The 14 lines of code that revolutionized 3D graphics : Fast Inverse Square Root

For a computer, a three-dimensional space is a collection of triangles. In older 3D video games, this was noticeable and everything seemed a bit triangular. This was because, in order to accommodate older hardware, they had to reduce the number of triangles. Nowadays, there are more triangles, so there is more detail and things don’t seem triangular in modern video games – but deep inside, they still are.

Usually, computers treat media as pixels. An image is nothing but a collection of pixels. However, in 3D graphics, it’s more efficient to treat everything as triangles. With triangles, you can manipulate their angles and adjust shapes as someone moves within a 3D space.

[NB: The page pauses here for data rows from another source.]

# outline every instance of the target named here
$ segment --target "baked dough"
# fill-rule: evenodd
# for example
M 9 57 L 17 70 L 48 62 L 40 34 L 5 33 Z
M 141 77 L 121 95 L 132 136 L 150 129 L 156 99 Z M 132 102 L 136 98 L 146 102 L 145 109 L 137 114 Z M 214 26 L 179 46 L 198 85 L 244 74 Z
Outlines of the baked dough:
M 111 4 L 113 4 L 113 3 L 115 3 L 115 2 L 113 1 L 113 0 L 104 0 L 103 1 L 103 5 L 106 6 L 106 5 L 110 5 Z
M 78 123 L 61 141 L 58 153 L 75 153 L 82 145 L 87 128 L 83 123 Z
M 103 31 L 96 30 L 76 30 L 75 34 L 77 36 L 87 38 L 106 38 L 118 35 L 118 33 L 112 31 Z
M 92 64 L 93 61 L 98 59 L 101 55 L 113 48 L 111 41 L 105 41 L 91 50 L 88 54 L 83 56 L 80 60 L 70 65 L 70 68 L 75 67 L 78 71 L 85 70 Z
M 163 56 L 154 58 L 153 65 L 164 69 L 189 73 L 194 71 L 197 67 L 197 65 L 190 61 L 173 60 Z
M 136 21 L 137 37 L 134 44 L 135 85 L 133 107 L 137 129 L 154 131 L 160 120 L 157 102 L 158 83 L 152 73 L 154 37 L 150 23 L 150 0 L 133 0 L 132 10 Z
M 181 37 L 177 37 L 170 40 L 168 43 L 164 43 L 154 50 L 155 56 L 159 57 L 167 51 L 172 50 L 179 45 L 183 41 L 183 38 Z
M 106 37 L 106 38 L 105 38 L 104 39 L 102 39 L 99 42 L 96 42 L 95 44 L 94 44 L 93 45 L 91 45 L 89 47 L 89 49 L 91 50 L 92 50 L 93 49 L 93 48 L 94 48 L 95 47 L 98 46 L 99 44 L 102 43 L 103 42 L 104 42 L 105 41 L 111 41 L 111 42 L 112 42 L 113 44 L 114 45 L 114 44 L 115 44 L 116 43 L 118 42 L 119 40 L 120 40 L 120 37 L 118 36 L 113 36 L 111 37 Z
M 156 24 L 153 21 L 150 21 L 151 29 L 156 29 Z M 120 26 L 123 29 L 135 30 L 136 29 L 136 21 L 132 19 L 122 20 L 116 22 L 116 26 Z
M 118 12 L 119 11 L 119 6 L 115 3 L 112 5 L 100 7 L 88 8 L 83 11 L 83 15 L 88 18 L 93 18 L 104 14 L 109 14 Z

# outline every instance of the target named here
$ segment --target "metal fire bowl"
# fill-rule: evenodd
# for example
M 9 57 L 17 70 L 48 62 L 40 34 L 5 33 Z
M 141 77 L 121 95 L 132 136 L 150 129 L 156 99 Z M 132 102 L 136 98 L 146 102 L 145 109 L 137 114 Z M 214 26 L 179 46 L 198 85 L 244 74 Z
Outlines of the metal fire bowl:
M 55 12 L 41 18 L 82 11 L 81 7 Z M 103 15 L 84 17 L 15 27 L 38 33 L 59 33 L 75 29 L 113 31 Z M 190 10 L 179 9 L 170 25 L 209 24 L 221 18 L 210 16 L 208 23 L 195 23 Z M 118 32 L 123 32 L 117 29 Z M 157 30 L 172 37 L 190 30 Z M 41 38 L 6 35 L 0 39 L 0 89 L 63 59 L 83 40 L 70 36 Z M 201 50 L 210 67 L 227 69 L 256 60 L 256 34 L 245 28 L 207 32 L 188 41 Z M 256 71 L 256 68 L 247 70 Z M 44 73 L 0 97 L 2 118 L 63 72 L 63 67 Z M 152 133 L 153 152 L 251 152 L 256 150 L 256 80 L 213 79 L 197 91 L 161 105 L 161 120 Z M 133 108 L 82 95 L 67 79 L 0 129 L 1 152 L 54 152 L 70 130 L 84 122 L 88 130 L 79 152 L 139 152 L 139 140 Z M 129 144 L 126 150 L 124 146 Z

Apart from what’s happening in front of the scene, some trigonometry is still needed behind the scenes for 3D worlds. Light and reflection are among the most important elements. For computers, light can also be thought of as a triangle. As light hits a surface and bounces, it creates a “V,” which is like a triangle without one side.

It makes sense that geometry plays a significant role in 3D graphics in computing. And as we all know, the most favored shape in geometry is the triangle.

The number of triangles in a 3D world is unbelievably high, and the better the graphics, the more millions of triangles there are. All those triangles are recalculated with every screen refresh and every movement of the player, all simultaneously. This is manageable because a computer’s job is to perform many calculations. However, the calculations are so numerous that we need a dedicated piece of hardware for them: the graphics card.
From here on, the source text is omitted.